Many studies have linked gum disease with a host of health issues, but research shows yet another connection to hypertension. Combining a total of 81 studies from 26 countries, this research compiled the best available evidence to examine the odds of high blood pressure in patients with gum disease.
Published in Cardiovascular Research, a journal of the European Society of Cardiology (ESC), the study found that moderate to severe periodontitis was associated with a 22 percent raised risk of hypertension. Severe periodontitis was linked with a 49 percent higher risk.
Senior author Professor Francesco D’Aiuto of UCL Eastman Dental Institute, UK, said: “We observed a linear association – the more severe periodontitis is, the higher the probability of hypertension. The findings suggest that patients with gum disease should be informed of their risk and given advice on lifestyle changes to prevent high blood pressure such as exercise and a healthy diet.”
“Hypertension could be the driver of heart attack and stroke in patients with periodontitis. Previous research suggests a connection between periodontitis and hypertension and that dental treatment might improve blood pressure, but to date, the findings are inconclusive.”
Hypertension, also known as high blood pressure, affects 30-45% of adults and is the leading global cause of premature death. Periodontitis affects more than 50% of the world’s population and has previously been linked to an increased risk of stroke and heart attack.

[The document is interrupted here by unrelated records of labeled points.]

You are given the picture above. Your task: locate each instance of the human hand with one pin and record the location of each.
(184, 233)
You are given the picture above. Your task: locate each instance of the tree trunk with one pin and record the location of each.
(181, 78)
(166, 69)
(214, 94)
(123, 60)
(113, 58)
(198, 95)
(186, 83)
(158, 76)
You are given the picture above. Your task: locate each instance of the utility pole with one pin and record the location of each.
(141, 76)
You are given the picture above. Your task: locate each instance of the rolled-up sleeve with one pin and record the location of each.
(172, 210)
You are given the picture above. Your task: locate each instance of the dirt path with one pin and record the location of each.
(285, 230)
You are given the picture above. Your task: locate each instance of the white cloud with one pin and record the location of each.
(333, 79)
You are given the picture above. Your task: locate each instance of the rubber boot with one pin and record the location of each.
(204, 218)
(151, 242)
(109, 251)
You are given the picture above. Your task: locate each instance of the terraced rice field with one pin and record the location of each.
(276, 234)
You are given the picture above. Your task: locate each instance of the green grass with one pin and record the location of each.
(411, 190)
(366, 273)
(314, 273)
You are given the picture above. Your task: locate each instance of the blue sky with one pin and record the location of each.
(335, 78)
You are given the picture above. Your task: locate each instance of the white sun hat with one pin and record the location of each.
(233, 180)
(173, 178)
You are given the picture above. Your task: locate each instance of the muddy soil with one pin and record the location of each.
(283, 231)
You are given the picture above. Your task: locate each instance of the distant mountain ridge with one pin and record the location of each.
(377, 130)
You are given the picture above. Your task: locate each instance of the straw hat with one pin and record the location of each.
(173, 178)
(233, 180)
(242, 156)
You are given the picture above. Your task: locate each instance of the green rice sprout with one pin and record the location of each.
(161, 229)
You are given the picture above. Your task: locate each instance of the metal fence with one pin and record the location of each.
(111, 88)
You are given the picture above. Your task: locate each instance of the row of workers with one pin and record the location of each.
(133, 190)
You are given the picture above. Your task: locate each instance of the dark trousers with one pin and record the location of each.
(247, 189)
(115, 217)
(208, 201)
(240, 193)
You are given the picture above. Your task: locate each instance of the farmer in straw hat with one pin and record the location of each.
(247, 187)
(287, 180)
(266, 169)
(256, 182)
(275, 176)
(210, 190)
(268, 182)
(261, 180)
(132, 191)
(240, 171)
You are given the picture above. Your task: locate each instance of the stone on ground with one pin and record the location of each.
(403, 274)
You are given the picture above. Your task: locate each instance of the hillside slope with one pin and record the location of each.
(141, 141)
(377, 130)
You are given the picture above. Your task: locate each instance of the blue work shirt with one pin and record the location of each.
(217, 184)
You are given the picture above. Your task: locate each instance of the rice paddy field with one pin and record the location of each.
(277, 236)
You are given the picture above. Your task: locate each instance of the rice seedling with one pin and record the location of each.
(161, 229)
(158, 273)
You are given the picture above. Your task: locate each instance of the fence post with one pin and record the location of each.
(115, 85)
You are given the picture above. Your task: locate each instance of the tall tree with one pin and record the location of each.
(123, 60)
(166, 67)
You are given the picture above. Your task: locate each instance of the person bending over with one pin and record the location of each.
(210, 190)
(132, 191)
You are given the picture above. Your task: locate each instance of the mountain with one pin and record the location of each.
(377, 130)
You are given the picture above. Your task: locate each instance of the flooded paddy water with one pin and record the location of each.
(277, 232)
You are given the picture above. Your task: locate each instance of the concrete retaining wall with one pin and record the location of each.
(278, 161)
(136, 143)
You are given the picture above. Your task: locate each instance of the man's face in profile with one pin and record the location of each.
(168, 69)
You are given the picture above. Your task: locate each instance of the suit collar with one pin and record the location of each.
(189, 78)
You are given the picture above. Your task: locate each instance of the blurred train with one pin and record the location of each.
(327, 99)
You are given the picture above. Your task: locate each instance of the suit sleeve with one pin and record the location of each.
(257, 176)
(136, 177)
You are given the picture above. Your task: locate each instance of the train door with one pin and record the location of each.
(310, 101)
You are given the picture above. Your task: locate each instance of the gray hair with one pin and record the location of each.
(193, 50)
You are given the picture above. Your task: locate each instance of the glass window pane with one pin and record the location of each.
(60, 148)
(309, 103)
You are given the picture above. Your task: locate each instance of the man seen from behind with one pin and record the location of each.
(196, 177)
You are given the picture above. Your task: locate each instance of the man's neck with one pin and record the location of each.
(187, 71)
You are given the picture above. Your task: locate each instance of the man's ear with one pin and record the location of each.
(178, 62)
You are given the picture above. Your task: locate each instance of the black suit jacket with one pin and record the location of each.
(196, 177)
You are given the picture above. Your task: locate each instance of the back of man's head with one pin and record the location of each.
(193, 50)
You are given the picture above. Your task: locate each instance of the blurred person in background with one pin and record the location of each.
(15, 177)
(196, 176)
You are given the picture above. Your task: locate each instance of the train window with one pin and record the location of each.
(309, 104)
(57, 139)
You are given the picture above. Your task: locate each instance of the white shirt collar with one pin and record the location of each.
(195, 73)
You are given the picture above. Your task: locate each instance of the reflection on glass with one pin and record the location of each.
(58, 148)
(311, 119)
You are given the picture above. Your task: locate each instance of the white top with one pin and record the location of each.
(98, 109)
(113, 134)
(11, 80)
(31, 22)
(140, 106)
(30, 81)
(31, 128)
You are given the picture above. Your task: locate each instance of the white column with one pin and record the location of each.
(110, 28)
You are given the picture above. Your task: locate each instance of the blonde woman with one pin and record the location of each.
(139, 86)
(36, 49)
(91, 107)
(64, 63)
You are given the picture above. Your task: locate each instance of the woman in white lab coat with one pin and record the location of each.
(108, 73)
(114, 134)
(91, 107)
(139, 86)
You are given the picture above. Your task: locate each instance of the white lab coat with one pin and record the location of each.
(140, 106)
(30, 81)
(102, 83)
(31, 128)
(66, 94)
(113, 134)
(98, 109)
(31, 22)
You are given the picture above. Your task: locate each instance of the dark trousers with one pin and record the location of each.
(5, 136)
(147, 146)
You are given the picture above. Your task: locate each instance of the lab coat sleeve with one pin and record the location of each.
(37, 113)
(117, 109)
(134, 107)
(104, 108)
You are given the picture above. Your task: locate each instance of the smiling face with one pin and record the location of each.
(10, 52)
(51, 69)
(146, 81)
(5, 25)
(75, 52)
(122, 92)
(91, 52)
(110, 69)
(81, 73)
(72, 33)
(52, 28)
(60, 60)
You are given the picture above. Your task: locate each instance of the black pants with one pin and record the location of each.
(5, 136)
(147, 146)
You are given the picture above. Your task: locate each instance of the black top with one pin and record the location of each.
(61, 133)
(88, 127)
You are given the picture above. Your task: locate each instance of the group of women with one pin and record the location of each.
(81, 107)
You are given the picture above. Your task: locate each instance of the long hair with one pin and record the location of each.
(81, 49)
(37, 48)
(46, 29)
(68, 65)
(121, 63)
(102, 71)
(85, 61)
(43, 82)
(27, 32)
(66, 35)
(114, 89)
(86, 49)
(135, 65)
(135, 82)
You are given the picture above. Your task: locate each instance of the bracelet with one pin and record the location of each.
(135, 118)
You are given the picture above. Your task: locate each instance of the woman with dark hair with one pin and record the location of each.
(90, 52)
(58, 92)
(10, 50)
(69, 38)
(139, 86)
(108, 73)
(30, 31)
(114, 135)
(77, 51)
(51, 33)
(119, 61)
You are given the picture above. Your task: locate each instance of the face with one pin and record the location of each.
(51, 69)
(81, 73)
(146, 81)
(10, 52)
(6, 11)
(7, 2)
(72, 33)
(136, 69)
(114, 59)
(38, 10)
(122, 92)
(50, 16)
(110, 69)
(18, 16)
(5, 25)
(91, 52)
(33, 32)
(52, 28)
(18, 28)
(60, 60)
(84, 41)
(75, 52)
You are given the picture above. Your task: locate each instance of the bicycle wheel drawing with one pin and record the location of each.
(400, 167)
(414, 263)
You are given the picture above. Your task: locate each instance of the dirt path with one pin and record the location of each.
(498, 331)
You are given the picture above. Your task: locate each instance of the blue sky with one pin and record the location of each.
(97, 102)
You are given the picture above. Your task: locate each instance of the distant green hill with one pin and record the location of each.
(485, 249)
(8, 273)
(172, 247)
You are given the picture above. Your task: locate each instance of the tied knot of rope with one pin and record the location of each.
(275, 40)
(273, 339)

Researchers feel that a possible reason for the connection between the conditions is that the oral bacteria associated with gum disease leads to inflammation throughout the body, which affects blood vessel function. Genetic susceptibility could also be cause for the link along with risk factors such as smoking and obesity.
Professor D’Aiuto said: “In many countries throughout the world, oral health is not checked regularly, and gum disease remains untreated for many years. The hypothesis is that this situation of oral and systemic inflammation and response to bacteria accumulates on top of existing risk factors.”
Increased Risk of Death
The average rise in arterial blood pressure amounted to 4.5 mmHg higher systolic and 2 mmHg higher diastolic. “The differences are not negligible,” said Dr. Munoz Aguilera. “An average 5 mmHg blood pressure rise would be linked to a 25% increased risk of death from heart attack or stroke.”
It was noted in the conclusion of the study that gum disease could be a potential risk factor for hypertension, but the reverse could not be true. “Further research is needed to examine whether patients with high blood pressure have a raised likelihood of gum disease. It seems prudent to provide oral health advice to those with hypertension,” he said.
As hypertension is the main preventable cause of cardiovascular disease, finding this connection to gum disease could provide physicians with new possible treatments. More research to needed to explain the exact connection, but until then, patients diagnosed with hypertension could benefit from oral health advice.